Andy: mHealth presents an emerging opportunity to better support individuals and families around the world. The mobile computing platforms that have gained prominence in recent years are helping to transform where, when and how we can communicate and access care-related information. This enhanced mobility, often backed by sophisticated storage and analytic solutions, not only allows individuals on the spectrum new communications channels and opportunities to integrate sophisticated assistive technologies into everyday life, but also helps enhance the capacity and efficacy of the caregivers as well as provides support for family members. Caregivers, for instance, will be able to access information – even online courses – on the latest in best practices remotely, and coordinate better or more efficient care by sharing information with other professionals and the parents. Family members can also benefit by having access to high-quality support and guidance, even if they live in an underserved community, via technologies like distance-learning and supervision.
Q: Where do you see mHealth being used in the future to help people with autism or those who care for them?

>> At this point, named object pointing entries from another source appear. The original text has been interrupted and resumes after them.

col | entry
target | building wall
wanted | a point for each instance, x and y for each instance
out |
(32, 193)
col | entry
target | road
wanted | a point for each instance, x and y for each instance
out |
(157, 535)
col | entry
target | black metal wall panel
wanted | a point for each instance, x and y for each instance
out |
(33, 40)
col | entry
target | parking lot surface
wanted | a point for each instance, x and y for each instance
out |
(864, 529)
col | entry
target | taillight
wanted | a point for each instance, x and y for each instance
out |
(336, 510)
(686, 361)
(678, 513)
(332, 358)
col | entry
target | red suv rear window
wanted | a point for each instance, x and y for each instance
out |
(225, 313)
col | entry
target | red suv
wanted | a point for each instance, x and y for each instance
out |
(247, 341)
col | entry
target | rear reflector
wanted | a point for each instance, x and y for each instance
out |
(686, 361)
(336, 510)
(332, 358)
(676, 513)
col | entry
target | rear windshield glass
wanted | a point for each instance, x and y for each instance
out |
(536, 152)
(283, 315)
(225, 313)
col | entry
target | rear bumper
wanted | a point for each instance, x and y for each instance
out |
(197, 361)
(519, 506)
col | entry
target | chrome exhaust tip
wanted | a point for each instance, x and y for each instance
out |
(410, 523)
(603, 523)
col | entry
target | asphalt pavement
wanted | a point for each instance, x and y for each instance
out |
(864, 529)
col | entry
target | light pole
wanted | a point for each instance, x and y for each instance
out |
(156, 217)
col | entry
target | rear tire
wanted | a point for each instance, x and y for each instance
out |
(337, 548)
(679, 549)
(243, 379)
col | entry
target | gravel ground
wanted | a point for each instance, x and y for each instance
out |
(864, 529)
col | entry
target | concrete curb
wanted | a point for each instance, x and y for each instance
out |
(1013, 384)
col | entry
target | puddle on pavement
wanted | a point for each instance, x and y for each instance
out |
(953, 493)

Andy: In the U.S., where the average age for autism diagnosis has stubbornly remained at four or five, in spite of the fact that we have the knowhow to diagnose at age two or three, mHealth could play a leading role in helping to reduce health disparities by filling in the gap in traditional coverage, especially within underserved communities (e.g., rural, inner city, immigrants/minorities). In addition, by focusing on leveraging available evidence-based best practices to inform development of these technologies, there is also an opportunity to enhance the overall quality of care delivered.

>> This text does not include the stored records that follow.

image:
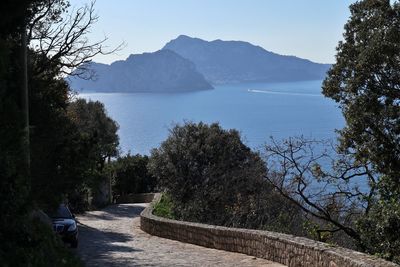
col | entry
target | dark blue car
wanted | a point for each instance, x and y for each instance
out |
(64, 224)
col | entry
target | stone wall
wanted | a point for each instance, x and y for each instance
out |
(286, 249)
(136, 198)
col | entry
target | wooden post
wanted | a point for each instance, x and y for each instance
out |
(25, 98)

Q: If this is the first step in developing viable mHealth programs for autism, what are the next steps in the process after the hackathon?
Dr. Nayyar: Teams have the opportunity to continue building their app and bring it to market should they choose. ATT provides developers with the key resources they need to successfully take an app from concept to reality via the ATT Developer Program, ATT API Platform and ATT mHealth Platform. Furthermore, winners can apply the prize money to the funding and development of their app.
At the ATT-Autism Speaks hackathon, developers are encouraged to create open source apps. This allows other developers access to the code used in the app, so Autism Speaks or others in the autism community could build out the app should the original developer choose to not take their app to market.
Q: What do you learn from events like this that can be applied to the development of new mHealth programs?
Dr. Nayyar: Hackathons enable us to connect with developers to solve an issue and work together to create viable products to address the need. For example, we may create a hypothesis that people would eat healthier if it was easier for them to seamlessly track what they eat on their mobile device. Developers would rapidly create an app in 48 hours and then see if this addresses the problem. We may find that the technology needs to be changed or that our hypothesis was inaccurate and it is more than just a technical problem. It also helps to bring together a community with a common cause, addressing a need with innovative technology that may not have been applied to the cause without the hackathon.
Q: What kind of results do you want to see coming from this hackathon? Do you have any concerns about how mHealth might be used?
Andy: We look forward to learning about new and interesting ideas that could help our community. We also will try to work with participants and other stakeholders to further develop the winning entries, and hopefully bring them to market soon.